Plans for protest-free buffer zones around abortion clinics are “extreme”, “patronising to women” and threaten human rights, critics have said ahead of giving evidence at Holyrood.

Banning religious vigils from outside the facilities would also amount to “criminalising prayer”, one group said of legislation promoted by Green MSP Gillian Mackay.

The Abortion Services (Safe Access Zones) (Scotland) Bill would create 200m “safe access zones” outside clinics to stop users and staff being harangued and intimidated by protestors.

It follows complaints about women having to run a gauntlet of pro-life demonstrators outside clinics, including the main NHS services in Glasgow and Edinburgh.

Ms Mackay said those protesting outside clinics were “utterly wrong” and “must think about the terrible toll” they were having on service users and staff.

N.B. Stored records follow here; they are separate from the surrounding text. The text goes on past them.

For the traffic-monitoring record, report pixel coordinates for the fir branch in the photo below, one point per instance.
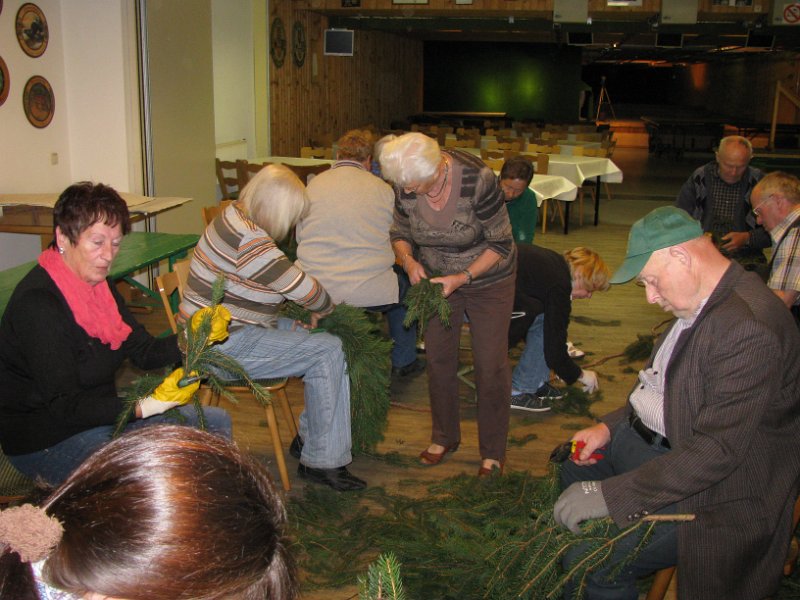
(368, 366)
(425, 300)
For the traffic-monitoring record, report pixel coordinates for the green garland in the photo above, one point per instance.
(425, 301)
(200, 356)
(468, 538)
(368, 366)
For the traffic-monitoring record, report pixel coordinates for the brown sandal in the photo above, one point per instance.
(493, 470)
(430, 459)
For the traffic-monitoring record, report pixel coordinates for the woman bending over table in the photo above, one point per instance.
(63, 337)
(241, 244)
(451, 224)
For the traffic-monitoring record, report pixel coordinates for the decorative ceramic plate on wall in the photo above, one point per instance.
(5, 80)
(32, 31)
(38, 101)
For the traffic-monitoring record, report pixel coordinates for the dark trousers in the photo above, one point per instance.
(626, 451)
(488, 309)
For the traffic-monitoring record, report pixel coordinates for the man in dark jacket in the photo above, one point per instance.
(709, 430)
(718, 195)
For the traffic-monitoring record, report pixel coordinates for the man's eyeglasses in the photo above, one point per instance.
(757, 210)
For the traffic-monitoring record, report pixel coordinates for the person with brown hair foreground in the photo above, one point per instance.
(161, 513)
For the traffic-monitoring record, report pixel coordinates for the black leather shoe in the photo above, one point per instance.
(339, 479)
(411, 369)
(296, 447)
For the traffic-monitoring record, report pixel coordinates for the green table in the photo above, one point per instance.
(139, 250)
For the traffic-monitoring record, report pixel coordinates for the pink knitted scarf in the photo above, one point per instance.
(93, 306)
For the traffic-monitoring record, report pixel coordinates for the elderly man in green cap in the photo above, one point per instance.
(709, 429)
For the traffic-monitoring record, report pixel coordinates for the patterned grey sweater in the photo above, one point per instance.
(480, 222)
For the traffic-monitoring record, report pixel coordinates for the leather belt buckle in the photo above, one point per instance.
(648, 435)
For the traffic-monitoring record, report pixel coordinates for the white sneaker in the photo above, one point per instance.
(574, 352)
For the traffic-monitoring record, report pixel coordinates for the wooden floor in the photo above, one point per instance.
(602, 326)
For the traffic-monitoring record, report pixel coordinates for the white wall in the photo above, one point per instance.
(234, 108)
(84, 63)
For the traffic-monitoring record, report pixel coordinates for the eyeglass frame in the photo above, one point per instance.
(757, 210)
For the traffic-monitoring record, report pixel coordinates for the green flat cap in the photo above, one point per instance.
(664, 227)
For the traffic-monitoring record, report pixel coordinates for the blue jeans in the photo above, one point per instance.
(290, 351)
(626, 451)
(54, 464)
(404, 347)
(531, 371)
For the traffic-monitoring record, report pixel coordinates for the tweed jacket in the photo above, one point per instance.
(732, 415)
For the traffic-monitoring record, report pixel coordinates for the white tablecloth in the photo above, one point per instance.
(145, 205)
(292, 160)
(578, 169)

Last month, the Central Scotland MSP said the start of hearings by Holyrood’s health committee on her Bill was a “landmark moment for reproductive rights”.

The first Stage 1 committee session heard from supporters of the Bill, including the campaign group Back off Scotland and the British Pregnancy Advisory Service.

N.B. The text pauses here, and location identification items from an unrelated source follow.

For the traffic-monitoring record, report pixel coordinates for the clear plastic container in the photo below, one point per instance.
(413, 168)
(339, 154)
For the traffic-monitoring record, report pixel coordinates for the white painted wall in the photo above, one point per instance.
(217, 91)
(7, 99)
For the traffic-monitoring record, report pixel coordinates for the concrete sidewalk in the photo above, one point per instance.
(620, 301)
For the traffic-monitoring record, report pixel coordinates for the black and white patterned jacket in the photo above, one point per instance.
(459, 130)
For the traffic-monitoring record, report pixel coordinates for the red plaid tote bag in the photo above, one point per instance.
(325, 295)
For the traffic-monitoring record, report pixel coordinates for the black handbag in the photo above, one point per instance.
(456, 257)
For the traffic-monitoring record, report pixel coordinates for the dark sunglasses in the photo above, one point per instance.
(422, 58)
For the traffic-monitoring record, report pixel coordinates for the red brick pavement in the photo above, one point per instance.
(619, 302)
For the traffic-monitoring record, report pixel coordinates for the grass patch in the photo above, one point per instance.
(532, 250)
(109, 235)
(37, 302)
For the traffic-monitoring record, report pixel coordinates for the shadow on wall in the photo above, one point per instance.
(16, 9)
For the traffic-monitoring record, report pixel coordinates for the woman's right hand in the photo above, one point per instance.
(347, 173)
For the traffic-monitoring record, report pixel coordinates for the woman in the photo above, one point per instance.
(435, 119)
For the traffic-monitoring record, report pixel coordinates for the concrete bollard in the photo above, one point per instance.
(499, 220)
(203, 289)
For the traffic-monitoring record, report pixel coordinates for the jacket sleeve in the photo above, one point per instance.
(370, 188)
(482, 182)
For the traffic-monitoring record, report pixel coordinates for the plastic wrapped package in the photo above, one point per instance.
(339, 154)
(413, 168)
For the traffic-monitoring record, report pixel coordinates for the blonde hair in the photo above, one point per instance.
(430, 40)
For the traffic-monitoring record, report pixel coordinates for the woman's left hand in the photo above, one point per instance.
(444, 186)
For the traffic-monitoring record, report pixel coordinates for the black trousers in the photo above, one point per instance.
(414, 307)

However today it will hear from groups opposed to the proposal, including the Society for the Protection of Unborn Children in Scotland and the Free Church of Scotland.  

The Law Society of Scotland and Scottish Human Rights Commission will also appear.

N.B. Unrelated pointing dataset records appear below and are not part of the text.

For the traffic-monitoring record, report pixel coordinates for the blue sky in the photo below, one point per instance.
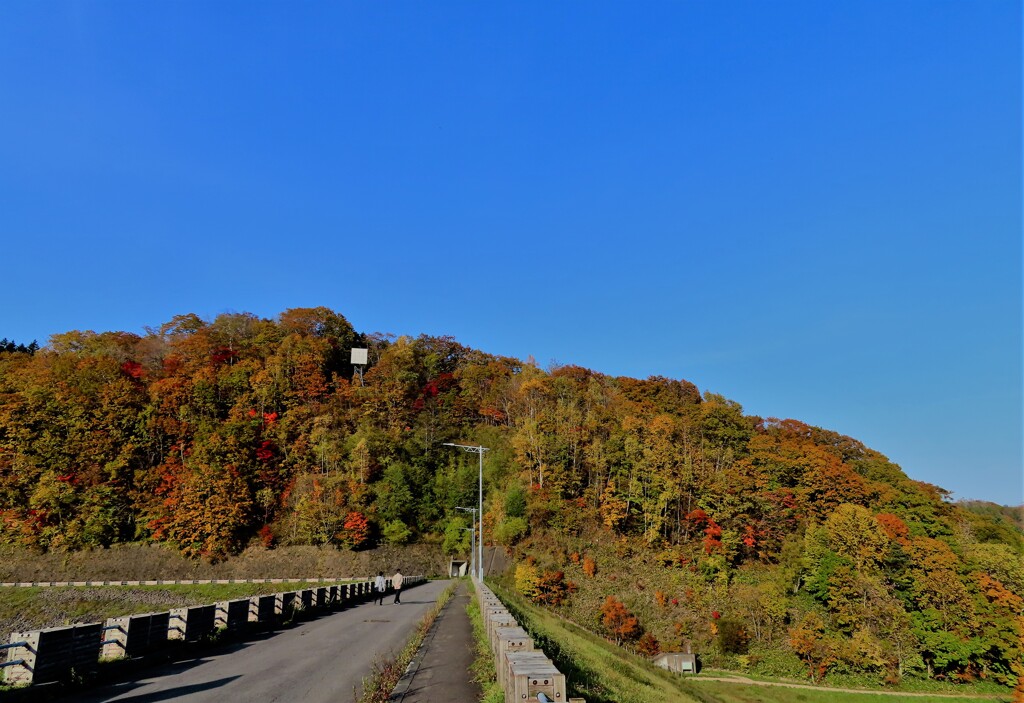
(811, 208)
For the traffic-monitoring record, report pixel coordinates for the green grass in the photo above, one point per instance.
(595, 669)
(601, 672)
(482, 669)
(737, 693)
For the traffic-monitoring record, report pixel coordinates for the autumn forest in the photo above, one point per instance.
(765, 540)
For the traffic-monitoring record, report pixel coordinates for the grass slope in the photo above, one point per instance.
(601, 672)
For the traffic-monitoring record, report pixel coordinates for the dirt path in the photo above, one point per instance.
(902, 694)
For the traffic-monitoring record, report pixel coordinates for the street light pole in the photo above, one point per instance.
(479, 545)
(472, 534)
(472, 537)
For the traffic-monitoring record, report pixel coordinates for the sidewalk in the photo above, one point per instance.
(440, 669)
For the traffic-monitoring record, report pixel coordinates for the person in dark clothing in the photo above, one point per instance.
(396, 584)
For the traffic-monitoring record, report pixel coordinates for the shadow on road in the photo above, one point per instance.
(169, 694)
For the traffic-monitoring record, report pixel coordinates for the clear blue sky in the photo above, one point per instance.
(812, 208)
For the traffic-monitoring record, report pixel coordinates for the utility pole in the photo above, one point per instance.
(479, 544)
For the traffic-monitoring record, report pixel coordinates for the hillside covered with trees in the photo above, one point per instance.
(764, 539)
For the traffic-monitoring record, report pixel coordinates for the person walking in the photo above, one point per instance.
(396, 584)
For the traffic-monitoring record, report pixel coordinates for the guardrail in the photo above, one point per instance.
(54, 654)
(524, 672)
(176, 581)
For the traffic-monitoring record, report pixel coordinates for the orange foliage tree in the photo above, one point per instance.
(619, 621)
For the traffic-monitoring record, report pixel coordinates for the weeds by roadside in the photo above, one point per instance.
(482, 668)
(386, 671)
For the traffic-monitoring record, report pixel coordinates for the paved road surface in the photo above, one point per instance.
(318, 660)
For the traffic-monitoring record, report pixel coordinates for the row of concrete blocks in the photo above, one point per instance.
(524, 672)
(52, 654)
(177, 581)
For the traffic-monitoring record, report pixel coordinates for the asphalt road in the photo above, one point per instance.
(324, 659)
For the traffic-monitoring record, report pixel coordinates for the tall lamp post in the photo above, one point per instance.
(479, 544)
(472, 535)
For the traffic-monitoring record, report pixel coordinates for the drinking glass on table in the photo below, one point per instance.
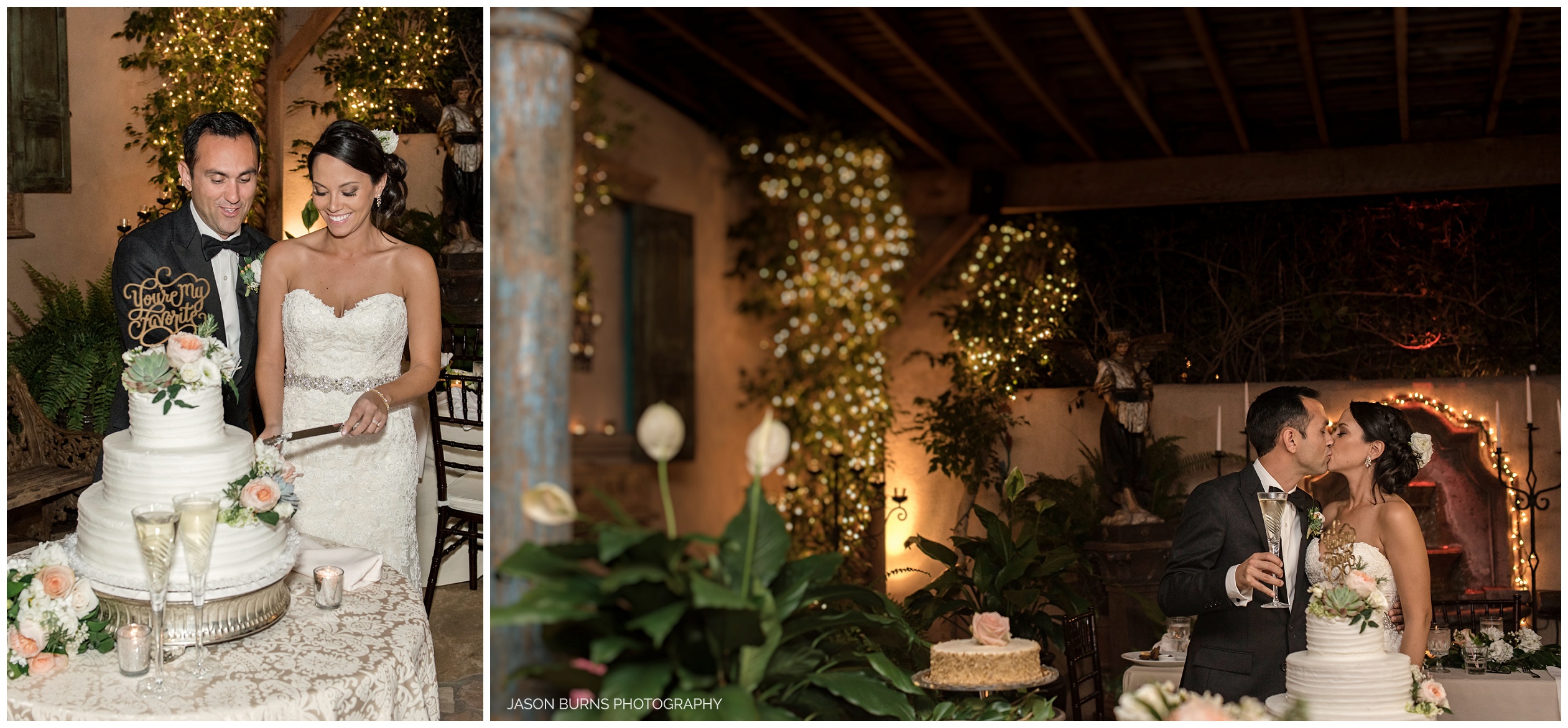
(1274, 505)
(1439, 642)
(198, 522)
(155, 528)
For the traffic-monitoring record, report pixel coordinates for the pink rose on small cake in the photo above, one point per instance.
(57, 581)
(990, 628)
(184, 348)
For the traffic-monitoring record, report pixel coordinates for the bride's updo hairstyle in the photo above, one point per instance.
(353, 145)
(1398, 466)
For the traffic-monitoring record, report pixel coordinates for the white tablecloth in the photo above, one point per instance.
(457, 565)
(1501, 697)
(369, 660)
(1139, 675)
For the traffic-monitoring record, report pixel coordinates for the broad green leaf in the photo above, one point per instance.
(709, 595)
(659, 622)
(637, 680)
(871, 694)
(606, 650)
(894, 673)
(1013, 486)
(615, 540)
(634, 573)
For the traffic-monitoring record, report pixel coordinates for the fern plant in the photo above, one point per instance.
(70, 357)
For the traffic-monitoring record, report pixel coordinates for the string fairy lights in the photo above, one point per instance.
(1464, 420)
(833, 241)
(1019, 283)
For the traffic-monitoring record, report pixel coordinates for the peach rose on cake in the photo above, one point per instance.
(184, 349)
(259, 495)
(990, 628)
(46, 663)
(26, 637)
(57, 581)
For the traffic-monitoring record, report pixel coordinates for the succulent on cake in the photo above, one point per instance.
(264, 493)
(184, 361)
(50, 614)
(1347, 591)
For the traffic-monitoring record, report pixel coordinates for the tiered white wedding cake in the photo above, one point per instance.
(1346, 675)
(169, 454)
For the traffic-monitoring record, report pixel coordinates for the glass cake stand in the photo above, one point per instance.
(1046, 676)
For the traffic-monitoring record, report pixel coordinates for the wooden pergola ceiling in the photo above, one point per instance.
(998, 88)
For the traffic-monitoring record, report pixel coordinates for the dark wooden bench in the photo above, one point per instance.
(46, 463)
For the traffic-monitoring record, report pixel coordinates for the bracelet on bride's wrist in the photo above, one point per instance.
(384, 400)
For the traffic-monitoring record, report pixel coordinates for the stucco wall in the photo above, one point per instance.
(76, 231)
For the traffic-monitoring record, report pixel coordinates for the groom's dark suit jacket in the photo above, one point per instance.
(176, 244)
(1235, 650)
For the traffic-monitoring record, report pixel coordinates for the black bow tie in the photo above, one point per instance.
(211, 247)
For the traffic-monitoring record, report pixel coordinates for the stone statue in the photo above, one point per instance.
(463, 175)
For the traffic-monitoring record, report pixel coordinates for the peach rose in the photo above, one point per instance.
(184, 349)
(1360, 583)
(26, 639)
(259, 495)
(57, 581)
(1199, 708)
(46, 663)
(990, 628)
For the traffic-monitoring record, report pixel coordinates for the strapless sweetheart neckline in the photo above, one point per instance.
(345, 311)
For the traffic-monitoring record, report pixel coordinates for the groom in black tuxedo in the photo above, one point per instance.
(1220, 567)
(172, 272)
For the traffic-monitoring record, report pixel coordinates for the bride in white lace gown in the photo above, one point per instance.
(336, 311)
(1379, 454)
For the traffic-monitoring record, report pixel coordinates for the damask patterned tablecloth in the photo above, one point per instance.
(369, 660)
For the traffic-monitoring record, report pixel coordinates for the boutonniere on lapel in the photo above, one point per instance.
(251, 274)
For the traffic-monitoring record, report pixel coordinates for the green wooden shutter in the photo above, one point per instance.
(38, 142)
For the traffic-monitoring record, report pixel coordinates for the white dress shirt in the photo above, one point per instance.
(1289, 545)
(226, 270)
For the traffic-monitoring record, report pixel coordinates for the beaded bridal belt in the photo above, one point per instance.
(345, 385)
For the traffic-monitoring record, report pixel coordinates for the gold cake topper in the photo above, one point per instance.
(164, 305)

In a submission to the Bill’s consultation, the Bishops’ Conference of Scotland - whose vice president Bishop John Keenan will appear before the committee - said the proposals were “extreme” and "patronising to women” and raised questions about human rights.

It said the right to freedom of expression and freedom of assembly and association would be “seriously impacted by the proposals, as the Bill will criminalise people for expressing certain views and occupying certain spaces”.

It would also take “the extraordinary step of criminalising prayer contrary to the right to freedom of thought, conscience and religion”, disproportionately affecting people of faith.

The Christian Medical Fellowship - whose chief executive Dr Mark Pickering will also appear at the committee – agreed that “physically obstructing access to abortion facilities should not be permitted” but added that police currently had sufficient powers to prevent it.

The Fellowship’s submission questioned what “harassment” meant in the Bill.

“Shouting abuse, forcing literature upon service users or staff, making available factual handouts, offering personal support, participating in silent prayer, etc – a spectrum of possible behaviours – but who is to judge what constitutes harassment and by what yardstick will it be measured?” the group said.

Ms Mackay said women felt “judged, intimidated and harassed” by vigils outside clinics.

She said: “My heart and my solidarity is with the people who are being forced to pass a gauntlet of placards and banners. The protesters know about the impact they are having. “They know that people feel judged, intimidated and harassed. Do they not care that they are making so many people feel this way? 

“Nobody should have to go through that to access healthcare. I urge all of the protesters to consider their own roles and the awful impact of their words and their banners.

“They can protest outside our parliament by all means, but to knowingly target people who are often in a vulnerable place is utterly wrong, and I am determined that my Bill will put a stop to it.”